Text Mining: Converting Between Tidy & Non-tidy Formats

In the previous text mining tutorials, we’ve been analyzing text using the tidy text format: a table with one-token-per-document-per-row, such as is constructed by the unnest_tokens function. This allows us to efficiently pipe our analysis directly into the popular suite of tidy tools such as dplyr, tidyr, and ggplot2 to explore and visualize text data. We’ve demonstrated that many informative text analyses can be performed using these tools.

However, most of the existing R tools for natural language processing, with the exception of the tidytext package, do not use a tidy text format. The CRAN Task View for Natural Language Processing lists a large selection of packages that take other structures of input and provide non-tidy outputs. These packages are very useful in text mining applications, and many existing text datasets are structured according to these formats. Thus, its extremely important to understand how to convert back-and-forth between different formats.

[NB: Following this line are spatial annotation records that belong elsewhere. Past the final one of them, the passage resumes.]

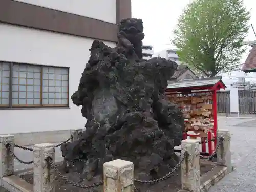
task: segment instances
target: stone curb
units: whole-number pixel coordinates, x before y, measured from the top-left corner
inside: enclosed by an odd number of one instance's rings
[[[215,168],[216,168],[215,167]],[[210,174],[214,172],[215,168],[212,170],[207,172],[206,174],[208,173]],[[223,166],[222,168],[217,173],[214,175],[211,178],[206,181],[204,183],[200,186],[201,192],[207,192],[209,190],[210,188],[215,185],[219,181],[222,179],[227,173],[227,167]]]

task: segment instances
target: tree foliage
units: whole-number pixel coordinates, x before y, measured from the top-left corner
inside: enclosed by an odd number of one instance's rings
[[[215,76],[240,63],[249,19],[243,0],[194,0],[180,16],[173,42],[181,61]]]

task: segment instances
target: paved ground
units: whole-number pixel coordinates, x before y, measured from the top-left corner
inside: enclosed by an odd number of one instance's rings
[[[218,124],[219,129],[230,130],[232,161],[236,170],[212,187],[210,192],[256,191],[256,119],[222,117],[219,118]],[[14,152],[23,160],[32,159],[33,152],[15,148]],[[56,149],[55,160],[62,159],[59,147]],[[14,169],[20,170],[32,166],[15,160]]]
[[[218,127],[230,130],[232,162],[235,170],[209,192],[256,191],[256,120],[219,118]]]

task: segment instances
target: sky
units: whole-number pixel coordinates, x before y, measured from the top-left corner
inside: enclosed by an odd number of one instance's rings
[[[143,44],[154,46],[155,52],[167,48],[175,48],[172,45],[174,37],[173,32],[180,15],[186,5],[193,0],[132,0],[132,16],[141,18],[143,21],[145,38]],[[244,0],[248,10],[250,11],[251,19],[248,25],[252,24],[256,30],[256,1]],[[245,41],[256,40],[256,37],[250,27]],[[243,64],[248,54],[250,47],[247,48],[243,55],[241,63]],[[245,77],[246,81],[256,83],[256,72],[245,74],[241,70],[220,74],[226,86],[236,82],[238,77]]]

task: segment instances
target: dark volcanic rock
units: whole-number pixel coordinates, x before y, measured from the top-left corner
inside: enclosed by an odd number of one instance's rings
[[[177,65],[161,58],[142,60],[143,30],[141,19],[124,19],[117,47],[94,41],[71,97],[82,106],[86,131],[61,150],[67,171],[88,180],[116,159],[132,161],[142,179],[163,176],[179,160],[174,147],[182,140],[184,119],[164,95]]]

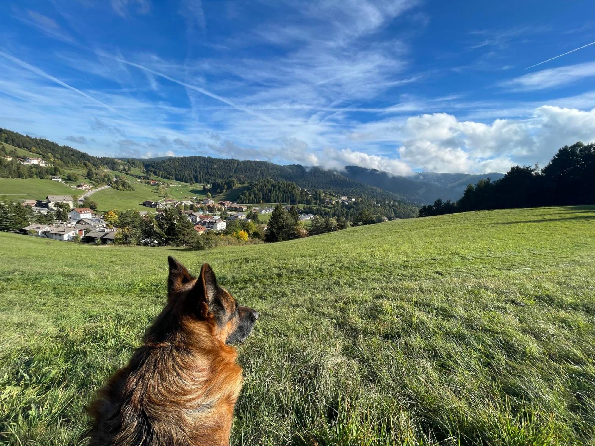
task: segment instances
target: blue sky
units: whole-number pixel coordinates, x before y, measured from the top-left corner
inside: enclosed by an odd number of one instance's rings
[[[10,0],[0,127],[93,155],[505,171],[595,140],[595,2]]]

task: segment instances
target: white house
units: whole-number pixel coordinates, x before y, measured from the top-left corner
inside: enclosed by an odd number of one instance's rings
[[[73,197],[70,195],[48,195],[45,197],[45,201],[48,207],[52,209],[55,209],[58,203],[68,205],[69,208],[73,207]]]
[[[44,237],[54,240],[70,240],[77,233],[78,231],[76,228],[55,226],[48,231],[44,231],[42,234]]]
[[[227,226],[227,224],[223,220],[216,220],[214,218],[203,220],[201,224],[211,231],[224,231]]]
[[[35,156],[27,156],[25,161],[23,162],[23,164],[37,164],[40,166],[45,166],[46,165],[45,161],[44,161],[41,158],[35,158]]]
[[[35,235],[37,237],[41,237],[42,234],[44,231],[47,231],[50,228],[49,225],[29,225],[29,226],[23,228],[23,231],[27,231],[29,234],[32,233],[35,233]],[[32,234],[32,235],[33,235]]]
[[[230,212],[227,218],[230,220],[245,220],[246,214],[243,212]]]
[[[93,211],[89,208],[75,208],[68,214],[71,220],[80,220],[82,218],[92,218]]]

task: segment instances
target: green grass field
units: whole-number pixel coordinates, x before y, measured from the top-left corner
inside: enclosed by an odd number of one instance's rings
[[[83,191],[58,181],[40,178],[0,178],[0,197],[9,200],[43,200],[48,195],[77,195]]]
[[[234,445],[595,441],[595,206],[388,222],[282,243],[0,233],[0,442],[74,445],[165,301],[166,257],[261,316]]]

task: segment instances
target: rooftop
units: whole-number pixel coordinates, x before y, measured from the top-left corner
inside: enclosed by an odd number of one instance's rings
[[[51,202],[71,202],[72,196],[70,195],[48,195],[45,197],[46,200]]]

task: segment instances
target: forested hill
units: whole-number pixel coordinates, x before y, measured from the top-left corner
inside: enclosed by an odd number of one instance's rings
[[[210,156],[181,156],[161,161],[147,161],[148,172],[162,178],[190,183],[210,183],[228,178],[240,183],[270,178],[292,181],[309,190],[323,189],[343,195],[365,196],[375,200],[411,201],[394,191],[383,190],[333,171],[299,164],[282,166],[266,161],[223,159]]]
[[[431,203],[437,198],[456,200],[461,198],[468,184],[480,180],[499,180],[503,174],[492,172],[478,175],[437,174],[424,172],[411,177],[392,175],[376,169],[346,166],[343,175],[358,181],[403,195],[419,203]]]
[[[105,167],[115,170],[121,164],[121,161],[115,158],[109,156],[93,156],[69,146],[60,145],[47,139],[34,138],[29,135],[23,135],[6,128],[0,128],[0,144],[2,143],[26,149],[43,156],[51,161],[52,164],[62,167],[80,167],[87,163],[95,167]],[[142,165],[140,163],[137,164],[137,167]]]

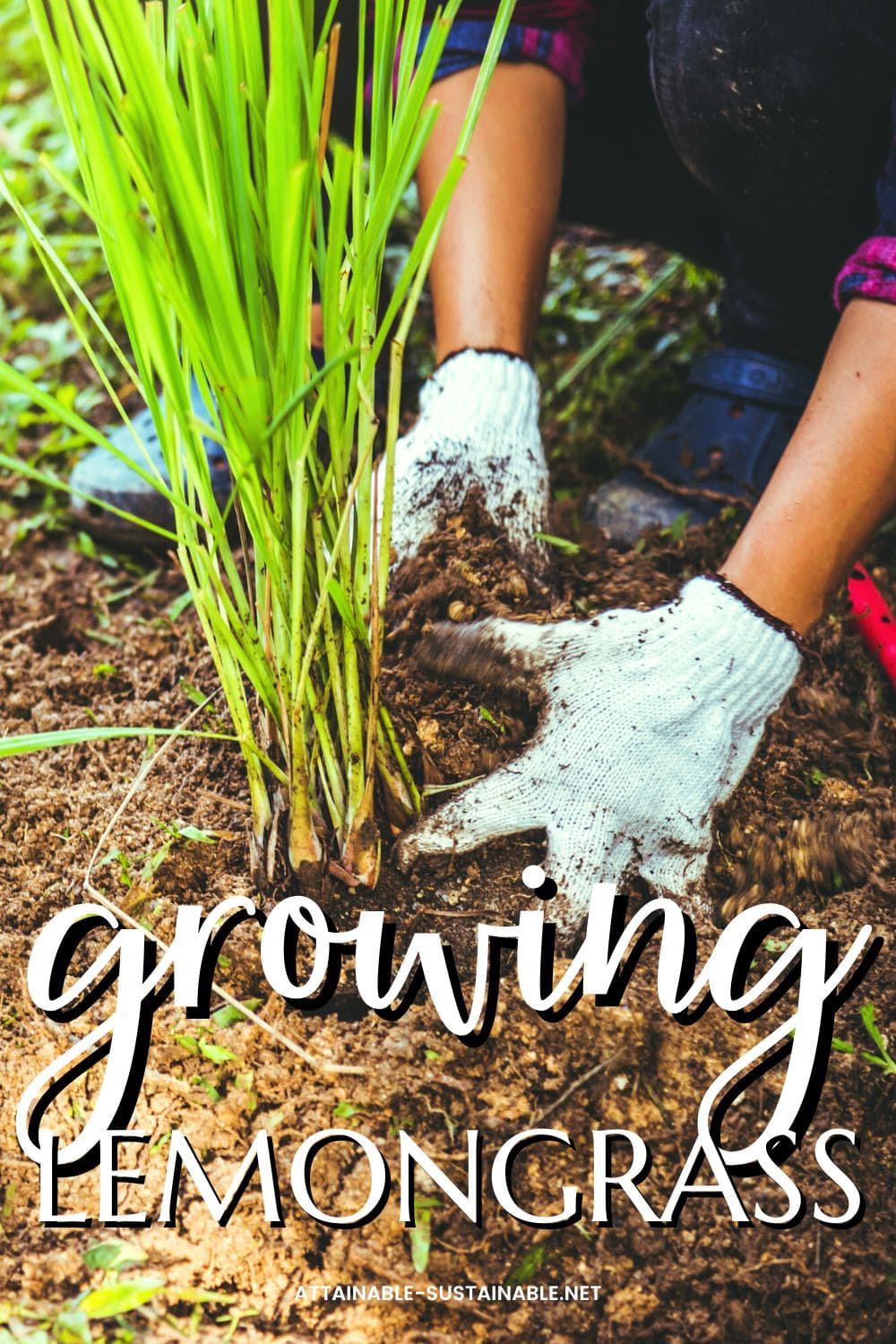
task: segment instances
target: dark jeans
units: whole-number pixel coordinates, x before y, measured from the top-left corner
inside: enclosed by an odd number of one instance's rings
[[[562,212],[725,277],[728,344],[815,362],[877,224],[896,0],[598,0]]]

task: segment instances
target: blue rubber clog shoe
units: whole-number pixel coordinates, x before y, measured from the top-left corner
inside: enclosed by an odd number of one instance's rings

The below image illustrates how an analysis might switch between tidy and non-tidy data structures and tools.

Fig1: A flowchart of a typical text analysis that combines tidytext with other tools and data formats, particularly the tm or quanteda packages (Silge & Robinson, 2017).

tl’dr

This tutorial will focus on the process of tidying document-term matrices, as well as casting a tidy data frame into a sparse matrix.1 We’ll also expore how to tidy Corpus objects, which combine raw text with document metadata, into text data frames, leading to a case study of ingesting and analyzing financial articles.

  1. Replication requirements: What you’ll need to reproduce the analysis in this tutorial.
  2. Tidying a document-term matrix: Tidying the most common text mining data structure.
  3. Casting tidy text data into a matrix: Be able to go from tidy to non-tidy.
  4. Tidying corpus objects with metadata: Tidying corpus data that includes metadata.

Replication Requirements

This tutorial leverages the data provided in the harrypotter package. I constructed this package to supply the first seven novels in the Harry Potter series to illustrate text mining and analysis capabilities. You can load the harrypotter package with the following:

if (packageVersion("devtools") < 1.6) {
  install.packages("devtools")
}

devtools::install_github("bradleyboehmke/harrypotter")
library(tidyverse)      # data manipulation & plotting
library(stringr)        # text cleaning and regular expressions
library(tidytext)       # provides additional text mining functions
library(harrypotter)    # provides the first seven novels of the Harry Potter series

The seven novels we are working with, and are provided by the harrypotter package, include:

  • philosophers_stone: Harry Potter and the Philosophers Stone (1997)
  • chamber_of_secrets: Harry Potter and the Chamber of Secrets (1998)
  • prisoner_of_azkaban: Harry Potter and the Prisoner of Azkaban (1999)
  • goblet_of_fire: Harry Potter and the Goblet of Fire (2000)
  • order_of_the_phoenix: Harry Potter and the Order of the Phoenix (2003)
  • half_blood_prince: Harry Potter and the Half-Blood Prince (2005)
  • deathly_hallows: Harry Potter and the Deathly Hallows (2007)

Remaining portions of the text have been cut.